This week it's come to my mind more than once (okay, several times) how I used to sleep soundly through the night and sleep in (until about 7-ish) most mornings. "Used to" is the operative phrase here. But not lately. No, lately the Word has been beckoning me at the most ridiculous hours. Yesterday at 3am I just had to know what the Bible says about being sustained (see two posts down from this one). I could not wait until morning to learn what it says about the way God upholds us. And while it's not always at crazy hours, I'm still usually beckoned out of bed a little earlier than I'd like to be conscious. But it's a hunger that pulls me out from under my comfy covers, excited to encounter what the Lord has prepared for me to come across in those pages. It's like I cannot wait for the collision between my heart and the truth I know awaits me.
So as I've kept thinking these past few days about the sleep I've lost, a passage from Proverbs ran through my mind. I knew it word for word but didn't know the reference--and that's the cool thing about being in the Word--it was just one of those verses I've read enough times that it was being embedded deeper into me each time I did, even though it's never jumped out at me until now.

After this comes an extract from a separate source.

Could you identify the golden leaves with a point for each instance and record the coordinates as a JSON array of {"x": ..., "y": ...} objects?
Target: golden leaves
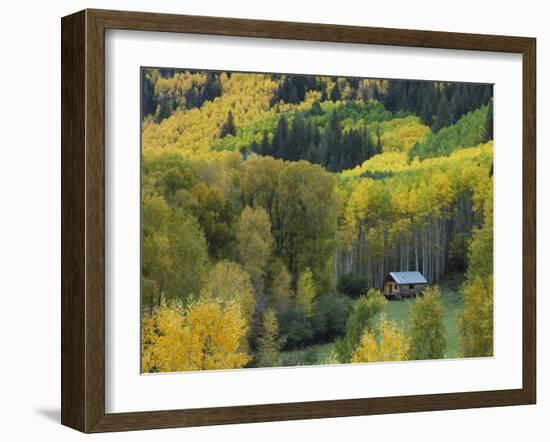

Well, after a bit of searching, I found the words in Proverbs 24. Verses 33 and 34 say:
"A little sleep, a little slumber, a little folding of the hands to rest,
and poverty will come on you like a bandit, and scarcity like an armed man."
To me, this has always meant that a lazy man will be without. But this morning the Lord spoke to me about all the times when I did sleep through what should have been my quiet times and said,
"Those days were marked by poverty and scarcity....
Poverty of spirit. And scarcity of fruit."
Wow. I mean, wow. What a terrible shame! But I have to look at it from the flip side...So if the opposite is true now--if my life is now marked by wealth of spirit and abundance of fruit, then it seems that giving up a few zzzzz's is hardly too high a price to pay.